It was reported that $.71 cents of every education dollar in the State of Illinois goes to pensions and benefits.

DeMint joins national effort to keep feds from bailing out state pension systems


Published September 30, 2012

Illinois Democratic Gov. Pat Quinn is getting hit with a nationwide backlash over his suggestion that the federal government bail out the state employees’ pension program.

Critics have in the past several days pounced on the suggestion, made last year when Quinn, in announcing the state’s fiscal 2012 budget, said part of Illinois' long-term effort to reduce the estimate $167 billion in under-funded liabilities would be to seek “a federal guarantee of the debt.”

Among those leading the charge is Republican Sen. Jim DeMint. The South Carolina senator has joined the Illinois Policy Institute’s national “No Pension Bailout” campaign -- an effort to stop Congress from attempting to rescue failing state and municipal pension plans.

“Our greatest concern is states will assume they can run their pension systems into bankruptcy and then turn to the federal government for bailout,” DeMint said Thursday.

He also suggested the problem is the result of state legislators trying for decades to win over voters through pension promises based “on accounting methods that would put any business in jail.”

The conservative policy group estimates the total amount of under-funded pension liabilities in states is at least $2.5 trillion, with Illinois leading the nation.

The basic plan floated by Quinn would be for the federal government to rescue the pension program through buying the state’s bonds, which critics say are too financially risky to attract investors.

Quinn said after announcing the budget that seeking the federal guarantee was only a precaution, then later called the related wording a “drafting error,” according the non-partisan Citizens Against Government Waste, which nevertheless gave the governor its September 2012 “Porker of the Month” award.

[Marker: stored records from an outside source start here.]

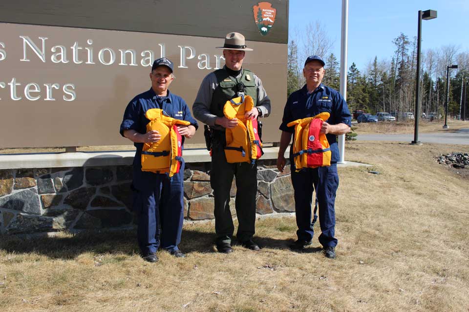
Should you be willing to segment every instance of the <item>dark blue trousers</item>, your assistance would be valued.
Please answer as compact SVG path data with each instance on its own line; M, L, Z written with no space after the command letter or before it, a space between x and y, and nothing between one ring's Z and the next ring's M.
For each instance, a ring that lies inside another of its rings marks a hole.
M155 253L159 247L178 249L184 222L184 172L167 174L136 173L134 211L138 216L137 237L142 254Z
M295 172L292 168L292 184L295 190L298 239L308 241L313 238L313 226L317 219L316 211L319 210L321 231L319 242L324 247L335 247L337 239L334 237L336 225L334 203L339 187L337 164L331 164L329 167L306 168L298 172ZM314 191L316 196L313 213L311 206Z

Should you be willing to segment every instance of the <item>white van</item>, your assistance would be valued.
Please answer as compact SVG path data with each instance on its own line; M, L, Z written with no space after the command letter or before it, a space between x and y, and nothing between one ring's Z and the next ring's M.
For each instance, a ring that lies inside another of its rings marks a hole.
M377 113L376 116L378 117L378 121L396 121L396 117L394 116L391 116L391 114L389 113L384 113L383 112L380 112L380 113Z

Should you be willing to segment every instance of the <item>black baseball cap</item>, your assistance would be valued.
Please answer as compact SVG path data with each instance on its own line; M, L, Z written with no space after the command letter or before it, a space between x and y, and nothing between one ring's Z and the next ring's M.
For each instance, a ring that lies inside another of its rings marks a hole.
M310 62L312 62L313 60L318 61L322 64L323 66L326 64L326 63L324 62L324 61L322 60L322 58L321 58L321 57L319 55L312 55L310 57L308 57L308 58L306 58L306 61L304 62L304 66L306 66L306 64L308 64L308 63Z
M166 58L161 58L158 59L155 59L153 62L153 66L151 66L151 71L158 66L165 66L170 69L171 72L172 73L172 70L174 67L174 64Z

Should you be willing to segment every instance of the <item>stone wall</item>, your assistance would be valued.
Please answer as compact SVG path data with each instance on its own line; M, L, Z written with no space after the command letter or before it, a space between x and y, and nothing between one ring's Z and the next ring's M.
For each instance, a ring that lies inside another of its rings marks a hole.
M186 164L185 218L213 217L210 163ZM275 160L258 164L256 213L294 211L287 166L283 174ZM131 166L0 170L0 233L23 234L134 226ZM236 185L230 206L233 214Z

The governor’s office could not be reached for comment this weekend.

The Wall Street Journal’s editorial writers recently said: “Sooner or later, we knew it would come down to this since the Democrats who are running Illinois into the ground can’t bring themselves to oppose union demands.”
In addition, an editorial Tuesday in the Chicago Tribune argued that saving Illinois will “start a stampede of demands for equal treatment from other financially troubled states” with public pension debts ranging from $1 trillion to $25 trillion.